The Respondent has chosen to register a domain name that contains the Complainant's CVS/PHARMACY trademark in its entirety without authorisation by the Complainant. There is no evidence before the Panel to show that the Respondent was acting in pursuance of any rights or legitimate interests when registering the disputed domain name. Moreover, the Complainant has denied providing any authorisation at all.
Similarly, there is no evidence before the Panel that the Respondent is commonly known by the disputed domain name.
The Panel notes that in the Respondent's reply to the Complainant's cease and desist letter it acknowledged it was acting without authorisation.
Based on the evidence before the Panel and the conduct of the Respondent the Panel finds the Respondent lacks rights or legitimate interests in the disputed domain name and consequently has not demonstrated that it has met the requirements of paragraph 4(a)(ii) of the Policy.
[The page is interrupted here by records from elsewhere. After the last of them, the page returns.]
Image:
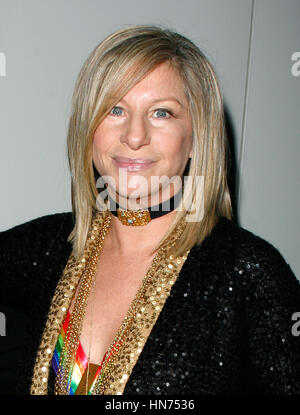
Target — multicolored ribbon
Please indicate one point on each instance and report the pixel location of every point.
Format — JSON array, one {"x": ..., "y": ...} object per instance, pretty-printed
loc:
[{"x": 81, "y": 361}]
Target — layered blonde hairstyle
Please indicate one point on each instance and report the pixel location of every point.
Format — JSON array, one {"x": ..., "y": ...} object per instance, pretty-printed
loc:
[{"x": 119, "y": 62}]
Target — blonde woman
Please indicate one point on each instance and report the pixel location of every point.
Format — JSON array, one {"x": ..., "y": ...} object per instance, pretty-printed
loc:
[{"x": 149, "y": 286}]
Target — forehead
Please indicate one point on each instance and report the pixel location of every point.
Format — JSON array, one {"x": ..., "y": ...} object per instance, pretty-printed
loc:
[{"x": 163, "y": 81}]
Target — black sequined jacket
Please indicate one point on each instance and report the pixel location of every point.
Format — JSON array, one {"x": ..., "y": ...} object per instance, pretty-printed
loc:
[{"x": 228, "y": 327}]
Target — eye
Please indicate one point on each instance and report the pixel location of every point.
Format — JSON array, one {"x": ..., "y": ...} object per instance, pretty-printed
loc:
[
  {"x": 116, "y": 111},
  {"x": 162, "y": 113}
]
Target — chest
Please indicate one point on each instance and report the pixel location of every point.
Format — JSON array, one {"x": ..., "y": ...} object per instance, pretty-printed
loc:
[{"x": 116, "y": 285}]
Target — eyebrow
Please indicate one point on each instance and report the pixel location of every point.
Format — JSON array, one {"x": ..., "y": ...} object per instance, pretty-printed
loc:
[
  {"x": 169, "y": 99},
  {"x": 163, "y": 99}
]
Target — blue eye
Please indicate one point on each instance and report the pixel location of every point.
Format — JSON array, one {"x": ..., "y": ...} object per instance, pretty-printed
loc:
[
  {"x": 117, "y": 111},
  {"x": 161, "y": 113}
]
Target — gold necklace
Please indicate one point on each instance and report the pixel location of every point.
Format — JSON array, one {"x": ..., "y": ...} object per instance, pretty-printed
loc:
[
  {"x": 72, "y": 336},
  {"x": 70, "y": 346}
]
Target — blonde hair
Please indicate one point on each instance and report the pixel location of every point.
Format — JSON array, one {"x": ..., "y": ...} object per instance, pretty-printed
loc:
[{"x": 119, "y": 62}]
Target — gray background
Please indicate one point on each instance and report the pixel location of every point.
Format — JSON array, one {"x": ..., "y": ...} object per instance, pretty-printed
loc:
[{"x": 250, "y": 43}]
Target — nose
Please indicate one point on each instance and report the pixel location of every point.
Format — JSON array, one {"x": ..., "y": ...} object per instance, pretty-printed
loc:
[{"x": 136, "y": 133}]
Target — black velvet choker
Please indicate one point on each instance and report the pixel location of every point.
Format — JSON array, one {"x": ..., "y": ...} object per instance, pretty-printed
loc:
[{"x": 143, "y": 216}]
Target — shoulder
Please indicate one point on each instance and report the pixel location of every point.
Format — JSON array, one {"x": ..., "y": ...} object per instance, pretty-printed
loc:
[
  {"x": 34, "y": 251},
  {"x": 46, "y": 228},
  {"x": 232, "y": 241},
  {"x": 237, "y": 255}
]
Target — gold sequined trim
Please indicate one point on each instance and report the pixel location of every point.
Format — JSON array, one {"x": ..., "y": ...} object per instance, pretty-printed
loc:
[{"x": 136, "y": 327}]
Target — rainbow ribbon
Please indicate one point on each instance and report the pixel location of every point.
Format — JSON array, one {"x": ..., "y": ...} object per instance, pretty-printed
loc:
[{"x": 81, "y": 361}]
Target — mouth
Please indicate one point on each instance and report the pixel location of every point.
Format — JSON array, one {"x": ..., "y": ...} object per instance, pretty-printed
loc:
[{"x": 132, "y": 164}]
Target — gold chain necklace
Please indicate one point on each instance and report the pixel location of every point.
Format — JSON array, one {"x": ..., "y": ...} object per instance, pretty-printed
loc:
[{"x": 72, "y": 336}]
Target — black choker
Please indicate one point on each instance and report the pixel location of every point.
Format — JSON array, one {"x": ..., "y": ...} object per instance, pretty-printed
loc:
[{"x": 143, "y": 216}]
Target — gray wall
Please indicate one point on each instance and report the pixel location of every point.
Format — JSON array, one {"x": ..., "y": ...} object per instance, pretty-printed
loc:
[{"x": 43, "y": 44}]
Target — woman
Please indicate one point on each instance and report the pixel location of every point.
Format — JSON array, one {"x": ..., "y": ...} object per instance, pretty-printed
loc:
[{"x": 161, "y": 293}]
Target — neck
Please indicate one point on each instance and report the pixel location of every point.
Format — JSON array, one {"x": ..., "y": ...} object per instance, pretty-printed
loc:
[{"x": 124, "y": 240}]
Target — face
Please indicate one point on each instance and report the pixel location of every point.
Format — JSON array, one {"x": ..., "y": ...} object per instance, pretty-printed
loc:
[{"x": 146, "y": 139}]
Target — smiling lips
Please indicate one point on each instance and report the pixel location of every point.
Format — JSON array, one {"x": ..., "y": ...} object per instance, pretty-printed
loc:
[{"x": 132, "y": 164}]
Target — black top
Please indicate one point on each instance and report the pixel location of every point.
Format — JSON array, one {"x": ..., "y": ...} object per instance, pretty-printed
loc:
[{"x": 226, "y": 327}]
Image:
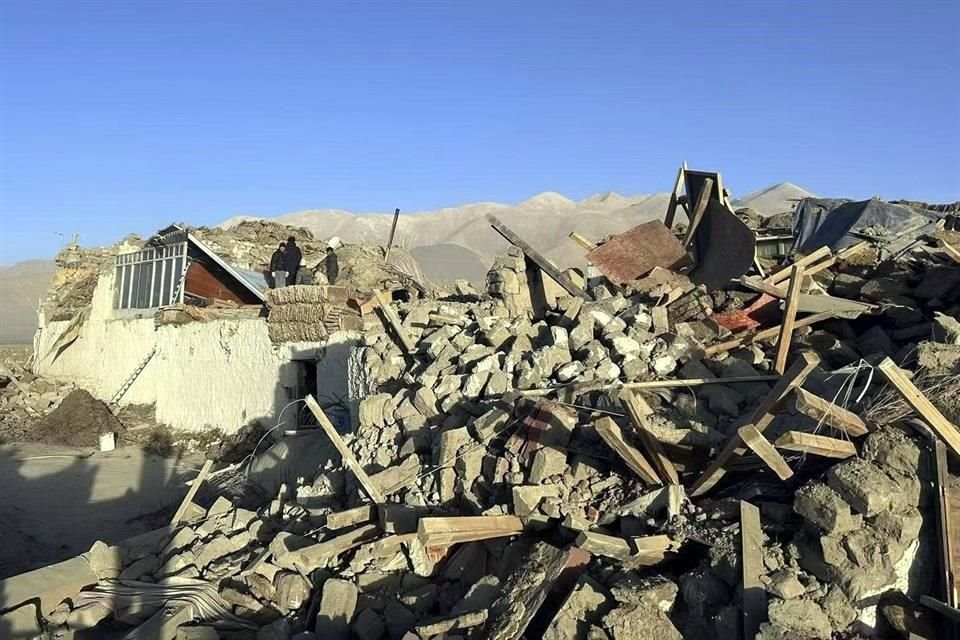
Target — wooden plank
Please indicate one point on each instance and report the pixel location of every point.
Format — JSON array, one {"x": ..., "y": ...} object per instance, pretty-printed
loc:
[
  {"x": 765, "y": 334},
  {"x": 613, "y": 436},
  {"x": 545, "y": 265},
  {"x": 765, "y": 451},
  {"x": 523, "y": 592},
  {"x": 703, "y": 199},
  {"x": 637, "y": 409},
  {"x": 194, "y": 487},
  {"x": 816, "y": 445},
  {"x": 674, "y": 198},
  {"x": 583, "y": 242},
  {"x": 349, "y": 459},
  {"x": 394, "y": 320},
  {"x": 761, "y": 418},
  {"x": 315, "y": 555},
  {"x": 363, "y": 514},
  {"x": 444, "y": 531},
  {"x": 631, "y": 255},
  {"x": 789, "y": 318},
  {"x": 949, "y": 249},
  {"x": 824, "y": 411},
  {"x": 393, "y": 230},
  {"x": 753, "y": 593},
  {"x": 783, "y": 274},
  {"x": 948, "y": 519},
  {"x": 947, "y": 431}
]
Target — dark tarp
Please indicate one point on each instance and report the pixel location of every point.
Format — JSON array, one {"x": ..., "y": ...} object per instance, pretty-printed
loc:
[{"x": 829, "y": 222}]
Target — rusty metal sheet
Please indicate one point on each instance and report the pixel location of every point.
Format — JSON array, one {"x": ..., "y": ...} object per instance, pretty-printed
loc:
[
  {"x": 634, "y": 253},
  {"x": 725, "y": 247}
]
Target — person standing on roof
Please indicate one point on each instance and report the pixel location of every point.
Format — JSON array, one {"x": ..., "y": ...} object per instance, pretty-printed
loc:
[
  {"x": 278, "y": 266},
  {"x": 292, "y": 260}
]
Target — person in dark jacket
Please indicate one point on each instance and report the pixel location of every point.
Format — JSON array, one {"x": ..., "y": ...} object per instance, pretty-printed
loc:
[
  {"x": 278, "y": 266},
  {"x": 292, "y": 257}
]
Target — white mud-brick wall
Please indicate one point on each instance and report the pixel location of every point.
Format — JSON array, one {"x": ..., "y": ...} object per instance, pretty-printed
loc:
[{"x": 215, "y": 374}]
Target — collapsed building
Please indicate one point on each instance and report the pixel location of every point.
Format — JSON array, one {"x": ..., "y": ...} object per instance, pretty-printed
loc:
[{"x": 687, "y": 440}]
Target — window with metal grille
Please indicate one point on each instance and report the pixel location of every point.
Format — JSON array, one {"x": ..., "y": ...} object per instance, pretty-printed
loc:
[{"x": 151, "y": 277}]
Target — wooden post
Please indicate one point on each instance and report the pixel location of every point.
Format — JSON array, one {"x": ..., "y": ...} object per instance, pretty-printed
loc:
[
  {"x": 583, "y": 242},
  {"x": 789, "y": 318},
  {"x": 610, "y": 432},
  {"x": 393, "y": 230},
  {"x": 947, "y": 431},
  {"x": 545, "y": 265},
  {"x": 762, "y": 417},
  {"x": 204, "y": 472},
  {"x": 636, "y": 408},
  {"x": 408, "y": 346},
  {"x": 674, "y": 196},
  {"x": 782, "y": 274},
  {"x": 702, "y": 201},
  {"x": 754, "y": 595},
  {"x": 765, "y": 451},
  {"x": 348, "y": 458}
]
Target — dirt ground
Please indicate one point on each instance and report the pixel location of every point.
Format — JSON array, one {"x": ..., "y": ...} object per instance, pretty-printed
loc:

For the purposes of determining if there was bad faith registration and use, the Panel considered the circumstances of the registration and use of the disputed domain name as set out in paragraph 4(b) of the Policy, noting that it does not impose any limitation on how the registration and use of a domain name in bad faith is evidenced.
The Panel considers that the Respondent's selection of the disputed domain name incorporating the Complainant's trademark cannot be other than a deliberate action. The letters CVS by themselves have no specific meaning and it is improbable that the Respondent could come up with the letters in conjunction with the word “pharmacy” independently. In the Panel's view the only reason the Respondent wanted to register the disputed domain name was to gain some sort of advantage in relation to the Complainant's reputation and goodwill in its trademark.
The Panel accepts the Complainant's case that the Respondent would have been aware of the CVS/PHARMACY trademark and subsequently registered and used the disputed domain name to confuse Internet users who are seeking information about the Complainant and attracting them to its website for commercial gain. The evidence provided shows that when an Internet user accesses the website linked to the disputed domain name, the Complainant's trademarks CVS/PHARMACY and FOR ALL THE WAYS YOU CARE are prominently displayed. Confusion for Internet users is increased by the website appearing to sell products covered by the class of the Complainant's marks and by the use a colour scheme similar to the Complainant's own website. Such activity represents bad faith as envisaged by paragraph 4(b)(iv) of the Policy both in respect to registration and use of the disputed domain name.
Redirecting Internet users to other websites by using a domain name that incorporates a well known trademark to a website unconnected to the trademark owner does not constitute a bona fide offering of goods and services (see Madison Square Garden L.P., Radio City Trademarks, LLC v. Great Camanoe Investments Ltd / Belize Domain Names Whois Service Lt, WIPO Case No. D2007-0819 and Lance Armstrong Foundation v. Chris Angeles, WIPO Case No. D2005-0888).
Based on the above, the fact that the Respondent has failed to provide complete and accurate details such as its address and contact numbers, the pattern of conduct by the Respondent of registering the trademarks of others and without any available evidence of the Respondent's rights or legitimate interests in the domain names, the Panel is satisfied that the Complainant has proven the third element of the Policy.
For all the foregoing reasons, in accordance with paragraphs 4(i) of the Policy and 15 of the Rules, the Panel orders that the domain name <cvspharmacyonline.org> be transferred to the Complainant.